Here, we do quite the same as above, but let the user enter multiple terms (the relevant QueryEngine method is topDocsForTermQuery).

Solution
%pyspark
import random

# get the input
terms = z.input("terms, space-separated:")

# prepare random terms
random_terms = ", ".join(random.sample(vocabulary, 10))

if term != "":
    # the term is in the vocabulary, we can proceed
    termIds = [vocabulary.index(t) for t in terms.split(" ") if t in vocabulary]
    if len(termIds) > 0:
        print("looking for documents matching %s" % [vocabulary[id] for id in termIds])
        q.topDocsForTermQuery(termIds).toTable()
    else:
        print("sorry, those terms are not in the vocabulary. Try: %s" % random_terms)
else:
    # no input. Suggest some terms
    print("Try: %s..." % random_terms)

Top docs for doc

Here is a code for creating a dropdown with document titles:

%pyspark
# tip: for better performances, move the next line to its own cell and execute it once only
docSelection = [(r[0], "%d - %s" % (r[0], r[1])) for r in transformed.select("id", "title").collect()]
# display the dropdown
docId = z.select("document", docSelection, 1)
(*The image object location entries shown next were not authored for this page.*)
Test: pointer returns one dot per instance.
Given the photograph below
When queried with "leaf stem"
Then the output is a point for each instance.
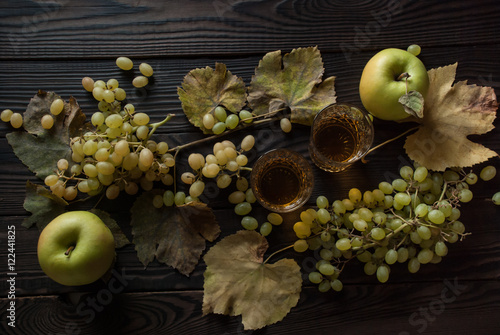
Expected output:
(276, 252)
(387, 142)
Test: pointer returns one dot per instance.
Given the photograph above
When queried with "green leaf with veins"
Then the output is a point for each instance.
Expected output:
(204, 89)
(413, 103)
(293, 81)
(237, 282)
(175, 235)
(40, 149)
(43, 205)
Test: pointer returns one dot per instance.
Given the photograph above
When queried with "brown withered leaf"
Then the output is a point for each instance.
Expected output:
(204, 89)
(238, 282)
(174, 235)
(294, 81)
(451, 113)
(40, 149)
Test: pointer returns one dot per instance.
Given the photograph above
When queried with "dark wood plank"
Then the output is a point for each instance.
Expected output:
(96, 29)
(451, 306)
(52, 45)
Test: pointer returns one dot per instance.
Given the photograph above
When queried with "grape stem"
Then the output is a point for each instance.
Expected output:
(68, 252)
(210, 138)
(387, 142)
(277, 252)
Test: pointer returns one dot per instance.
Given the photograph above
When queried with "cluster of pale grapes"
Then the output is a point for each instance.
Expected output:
(219, 120)
(409, 220)
(118, 155)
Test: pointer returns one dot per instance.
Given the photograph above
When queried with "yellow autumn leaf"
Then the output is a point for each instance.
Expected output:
(238, 282)
(451, 113)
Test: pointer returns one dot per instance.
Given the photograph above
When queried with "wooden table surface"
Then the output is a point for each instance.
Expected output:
(51, 45)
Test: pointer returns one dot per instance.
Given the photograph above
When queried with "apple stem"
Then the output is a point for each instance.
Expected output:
(386, 142)
(70, 249)
(405, 75)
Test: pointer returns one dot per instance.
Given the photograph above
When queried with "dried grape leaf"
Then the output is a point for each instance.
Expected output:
(43, 205)
(294, 81)
(413, 103)
(40, 149)
(120, 239)
(237, 282)
(204, 89)
(451, 113)
(174, 235)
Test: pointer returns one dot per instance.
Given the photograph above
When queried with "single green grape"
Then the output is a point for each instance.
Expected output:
(219, 127)
(323, 215)
(243, 208)
(385, 187)
(324, 286)
(465, 195)
(378, 233)
(406, 172)
(488, 173)
(300, 246)
(425, 256)
(146, 69)
(124, 63)
(413, 265)
(436, 216)
(326, 269)
(441, 249)
(232, 121)
(249, 223)
(246, 116)
(399, 185)
(275, 219)
(414, 49)
(383, 273)
(391, 256)
(266, 228)
(220, 113)
(420, 174)
(301, 229)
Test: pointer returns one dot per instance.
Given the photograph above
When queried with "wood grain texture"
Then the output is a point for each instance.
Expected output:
(52, 45)
(96, 29)
(450, 306)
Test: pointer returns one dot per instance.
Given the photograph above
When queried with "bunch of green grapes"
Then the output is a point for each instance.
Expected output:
(225, 163)
(118, 155)
(219, 120)
(410, 220)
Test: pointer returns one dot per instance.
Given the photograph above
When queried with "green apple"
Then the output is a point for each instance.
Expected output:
(76, 248)
(382, 85)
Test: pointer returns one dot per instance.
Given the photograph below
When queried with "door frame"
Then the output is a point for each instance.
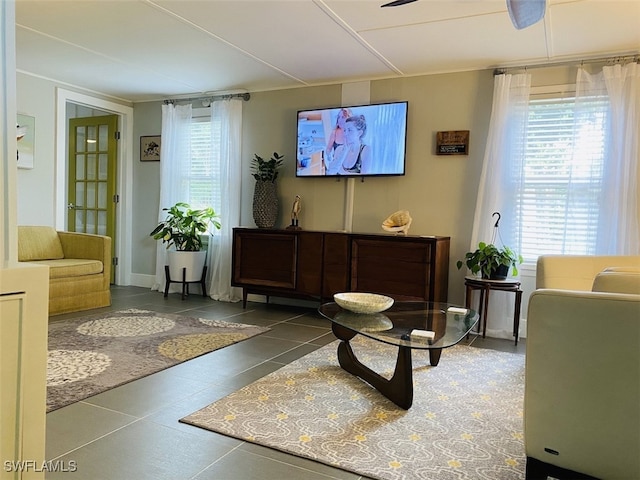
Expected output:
(124, 177)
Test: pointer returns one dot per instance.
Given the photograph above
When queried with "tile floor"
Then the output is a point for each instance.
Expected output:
(132, 432)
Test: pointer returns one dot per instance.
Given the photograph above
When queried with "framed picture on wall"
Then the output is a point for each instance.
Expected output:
(150, 148)
(26, 134)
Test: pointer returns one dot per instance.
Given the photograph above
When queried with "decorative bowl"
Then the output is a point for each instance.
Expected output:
(358, 302)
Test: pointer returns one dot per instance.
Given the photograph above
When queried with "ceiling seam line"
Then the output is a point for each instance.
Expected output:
(331, 14)
(226, 42)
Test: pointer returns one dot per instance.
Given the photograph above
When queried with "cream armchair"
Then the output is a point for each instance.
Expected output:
(582, 382)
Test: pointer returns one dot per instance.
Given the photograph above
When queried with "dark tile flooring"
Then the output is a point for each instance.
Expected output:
(132, 432)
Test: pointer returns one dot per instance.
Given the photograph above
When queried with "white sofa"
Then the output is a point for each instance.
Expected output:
(582, 382)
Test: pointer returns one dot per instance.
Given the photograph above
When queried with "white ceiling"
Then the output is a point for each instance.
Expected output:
(142, 50)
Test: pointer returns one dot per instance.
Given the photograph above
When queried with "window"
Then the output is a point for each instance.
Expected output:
(558, 186)
(202, 181)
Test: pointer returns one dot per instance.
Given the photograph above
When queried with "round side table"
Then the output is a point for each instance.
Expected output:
(485, 287)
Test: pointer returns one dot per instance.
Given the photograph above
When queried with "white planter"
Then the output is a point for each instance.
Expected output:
(192, 261)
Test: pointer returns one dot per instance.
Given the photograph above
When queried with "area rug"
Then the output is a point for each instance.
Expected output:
(466, 421)
(92, 354)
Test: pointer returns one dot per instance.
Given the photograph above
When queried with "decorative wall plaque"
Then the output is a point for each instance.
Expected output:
(454, 142)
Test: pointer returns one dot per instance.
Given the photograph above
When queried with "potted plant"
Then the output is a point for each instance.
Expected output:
(265, 197)
(493, 262)
(183, 229)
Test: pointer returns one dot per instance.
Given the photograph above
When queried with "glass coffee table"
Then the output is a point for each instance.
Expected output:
(446, 324)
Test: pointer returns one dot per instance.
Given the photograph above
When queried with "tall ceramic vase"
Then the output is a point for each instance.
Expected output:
(265, 204)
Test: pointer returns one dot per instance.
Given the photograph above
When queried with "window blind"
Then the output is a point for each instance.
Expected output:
(203, 180)
(560, 178)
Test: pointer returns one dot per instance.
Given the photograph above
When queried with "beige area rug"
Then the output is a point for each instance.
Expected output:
(465, 422)
(89, 355)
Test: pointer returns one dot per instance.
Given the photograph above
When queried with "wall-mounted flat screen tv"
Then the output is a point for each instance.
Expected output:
(364, 140)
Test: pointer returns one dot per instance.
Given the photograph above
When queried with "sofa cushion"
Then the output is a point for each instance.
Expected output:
(38, 243)
(71, 267)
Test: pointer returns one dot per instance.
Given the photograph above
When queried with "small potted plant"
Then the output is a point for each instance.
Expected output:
(183, 229)
(265, 195)
(266, 170)
(492, 262)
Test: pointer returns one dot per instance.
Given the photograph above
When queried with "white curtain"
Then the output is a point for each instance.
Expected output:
(618, 230)
(174, 161)
(227, 114)
(503, 155)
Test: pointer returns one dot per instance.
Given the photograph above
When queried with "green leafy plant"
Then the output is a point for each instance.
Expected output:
(487, 258)
(184, 226)
(266, 170)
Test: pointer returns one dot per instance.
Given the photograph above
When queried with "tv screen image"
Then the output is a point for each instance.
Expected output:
(363, 140)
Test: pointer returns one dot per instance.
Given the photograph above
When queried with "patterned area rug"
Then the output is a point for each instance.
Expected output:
(90, 355)
(465, 422)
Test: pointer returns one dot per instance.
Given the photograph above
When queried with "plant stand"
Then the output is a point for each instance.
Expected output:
(485, 286)
(185, 284)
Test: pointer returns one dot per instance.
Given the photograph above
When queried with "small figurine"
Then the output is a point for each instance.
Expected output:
(295, 211)
(398, 222)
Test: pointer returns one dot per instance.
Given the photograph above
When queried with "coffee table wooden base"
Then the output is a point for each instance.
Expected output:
(399, 388)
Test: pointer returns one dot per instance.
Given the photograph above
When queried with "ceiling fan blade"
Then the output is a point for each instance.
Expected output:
(397, 3)
(525, 13)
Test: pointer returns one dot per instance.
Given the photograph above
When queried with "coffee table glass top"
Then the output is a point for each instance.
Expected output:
(394, 326)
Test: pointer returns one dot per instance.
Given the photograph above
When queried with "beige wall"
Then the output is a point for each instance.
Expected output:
(439, 191)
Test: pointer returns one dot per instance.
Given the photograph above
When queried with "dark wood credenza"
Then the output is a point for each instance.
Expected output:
(314, 265)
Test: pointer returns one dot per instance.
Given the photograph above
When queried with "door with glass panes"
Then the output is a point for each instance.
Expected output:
(92, 176)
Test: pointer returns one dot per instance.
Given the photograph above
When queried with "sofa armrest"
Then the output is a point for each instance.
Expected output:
(582, 388)
(89, 246)
(577, 272)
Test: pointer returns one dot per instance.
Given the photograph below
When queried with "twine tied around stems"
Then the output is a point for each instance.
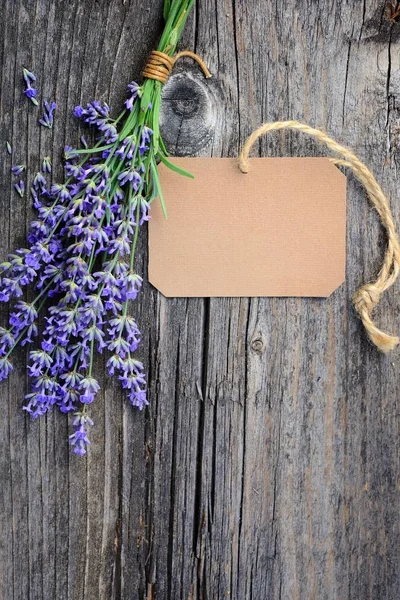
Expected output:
(160, 65)
(368, 296)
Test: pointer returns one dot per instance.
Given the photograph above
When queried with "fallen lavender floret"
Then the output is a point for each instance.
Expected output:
(82, 255)
(20, 188)
(46, 165)
(17, 169)
(47, 119)
(29, 91)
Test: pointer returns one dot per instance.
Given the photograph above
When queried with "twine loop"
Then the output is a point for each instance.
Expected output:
(160, 65)
(368, 296)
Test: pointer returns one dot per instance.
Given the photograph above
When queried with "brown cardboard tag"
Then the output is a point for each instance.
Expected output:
(279, 230)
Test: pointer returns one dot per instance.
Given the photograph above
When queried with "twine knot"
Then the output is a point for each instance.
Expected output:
(366, 298)
(160, 65)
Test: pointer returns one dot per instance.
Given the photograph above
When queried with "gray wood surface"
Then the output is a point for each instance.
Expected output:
(267, 466)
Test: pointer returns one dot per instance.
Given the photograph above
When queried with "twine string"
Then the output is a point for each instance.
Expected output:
(160, 65)
(368, 296)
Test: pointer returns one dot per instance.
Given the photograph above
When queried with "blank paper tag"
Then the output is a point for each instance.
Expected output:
(278, 231)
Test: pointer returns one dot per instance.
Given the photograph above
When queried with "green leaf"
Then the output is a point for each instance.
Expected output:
(173, 167)
(157, 187)
(167, 6)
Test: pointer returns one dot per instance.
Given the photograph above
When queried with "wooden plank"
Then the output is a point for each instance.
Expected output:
(267, 465)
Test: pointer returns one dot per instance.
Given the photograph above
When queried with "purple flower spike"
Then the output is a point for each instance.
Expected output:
(28, 76)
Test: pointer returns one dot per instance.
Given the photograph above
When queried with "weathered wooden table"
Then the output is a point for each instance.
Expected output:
(267, 465)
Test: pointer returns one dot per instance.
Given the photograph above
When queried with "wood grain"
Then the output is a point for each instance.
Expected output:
(268, 464)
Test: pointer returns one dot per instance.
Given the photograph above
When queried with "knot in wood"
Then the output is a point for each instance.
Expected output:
(257, 346)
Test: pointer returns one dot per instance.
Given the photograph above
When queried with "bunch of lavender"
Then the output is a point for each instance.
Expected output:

The docId is the ID of the selected document. Add the code necessary to list relevant documents.

Solution
%pyspark
docSelection = [(r[0], "%d - %s" % (r[0], r[1])) for r in transformed.select("id", "title").collect()]
docId = z.select("document", docSelection, 1)

print("Top documents for doc #%d" % docId)
q.topDocsForDoc(docId).toTable()

Where to go from here

Considering our application, there are many things we could change/enhance. For example:

  • we chose a bit randomly k = 10. From the information we have on our data, another value for k could yield better results. The same holds for the size of the vocabulary (set to 3000);
  • concerning the preprocessing, we could:
    • use different stopwords or even skip the stopwords removal step;
    • use lemmatization or stemming to group words from the same family/root into token classes;
    • change the TF-IDF formula to finetune our scoring system;
    • ...

There are also other techniques for LSA, like the SVD algorithm we mentioned in the introduction. Spark ML offers an implementation of SVD that can yield the same kind of results (let me know if you are interested, I can give you some pointers 😉).